People are always emphasizing the importance of moderation. “Don’t go out too much,” they say. “Don’t watch too much TV.” But as we know by now, moderation is not my strong-suit, nor do I find it remotely interesting. And if there is one thing I love more than drinking too much, it’s television.
I’ve spent a good chunk of the last few days absorbed in Gossip Girl, which recently became available on Netflix instant. My interest came as somewhat of a surprise, since the show’s debut at the end of my high school years made me nauseous at the time, but having rated over 1000 movies on Netflix (a number which I am sure qualifies me for at least one rehabilitation program) and being physically addicted to the sexual tension that drives television drama, I decided to give it a shot. Immediately, as I should have guessed, I became enamored with all those rich, beautiful, disgusting people, the places in New York I will never go, that Brooklyn loft I won’t be able to afford, Blake Lively’s speech impediment, and Penn Badgley’s existence (which I subsisted on for the entirety of last Spring by re-watching Easy A over…and over…and over. What, it’s well written).
Even Joe was almost moved to tears during the Christmas episode in Season 1 where Serena gives Dan the gift of fake snow in his dad’s art gallery.
Okay, so maybe being obsessed with Gossip Girl, which is kind of a silly show, when i’m kind of an adult, isn’t anything to be particularly proud of. But I find the drama, in all its tackiness, pretty fulfilling. Plus, now I know who Taylor Momsen is.
The only other thing I love as much as television and partying (besides cats and sex and leather boots) is food.
Every so often, between episodes, hangovers and minimum-wage job shifts, I’ll get motivated to do something entirely domestic, like organize my closet or cook a delicious meal. Monday night, the choice was to make green bean casserole for a pre-thanksgiving potluck with friends. It’s not a particularly painstaking preparation. you basically just dump four cans of things into one dish, stir, and bake. BUT I will say that i have been making this simple thanksgiving dish every year my entire life, and have a few tricks up my sleeve to perfect the recipe.
That being said,
no matter what you do to it,
green bean casserole is one of the most delicious foods ON THE PLANET.

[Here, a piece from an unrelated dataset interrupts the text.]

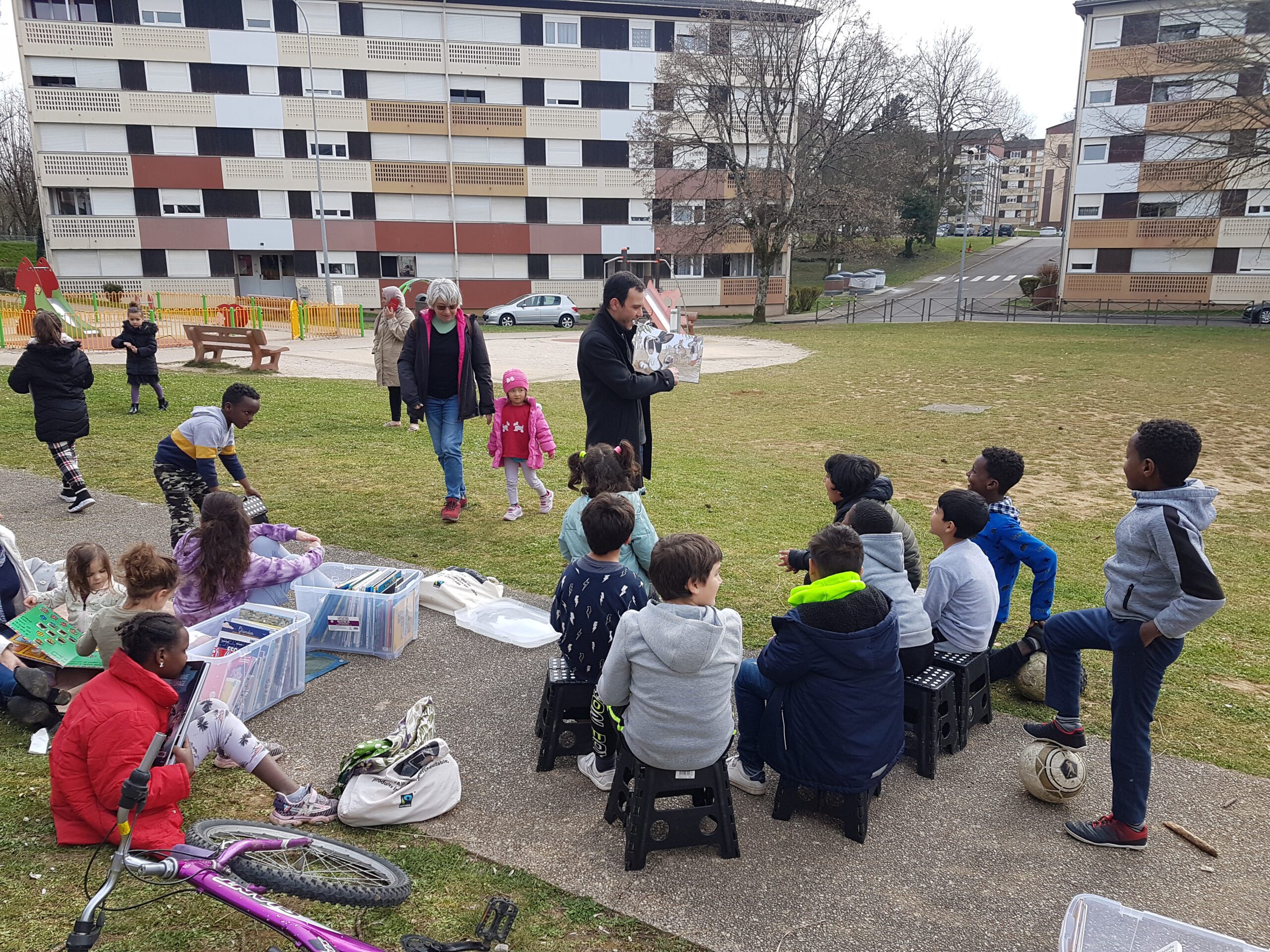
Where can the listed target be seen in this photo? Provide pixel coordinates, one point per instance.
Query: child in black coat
(139, 338)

Here’s a blingee I made of it to demonstrate:

^That cat dancing in the bottom right corner is supposed to represent me, doing my happy-as-fuck dance, because I am about to eat the living shit out of that entire thing, probably including the pyrex.
or at least I thought I was.
It had just finished cooling, and we were just about to load it in the car when we (I say “we” but it was really “Joe”) set it on the ledge of the front porch where it immediately toppled to the brick steps and became a pile of mush and ceramic.
I nearly cried. Not because I had worked so hard making it. Not because the dish that broke was handmade by my aunt in the 70s. But because I was so. fucking. hungry.
It all worked out in the end, for the most part. There was an ample supply of homemade squash casserole at the potluck, and people gave me beer. Of course, I still get a gleam in my eye when I think about those french fried onions. But then I remember that Thanksgiving is tomorrow, and in just a few hours I’ll get to fill my very own horse trough with an array of casseroles, curl up in my bed, and watch as much Gossip Girl as I damn well please.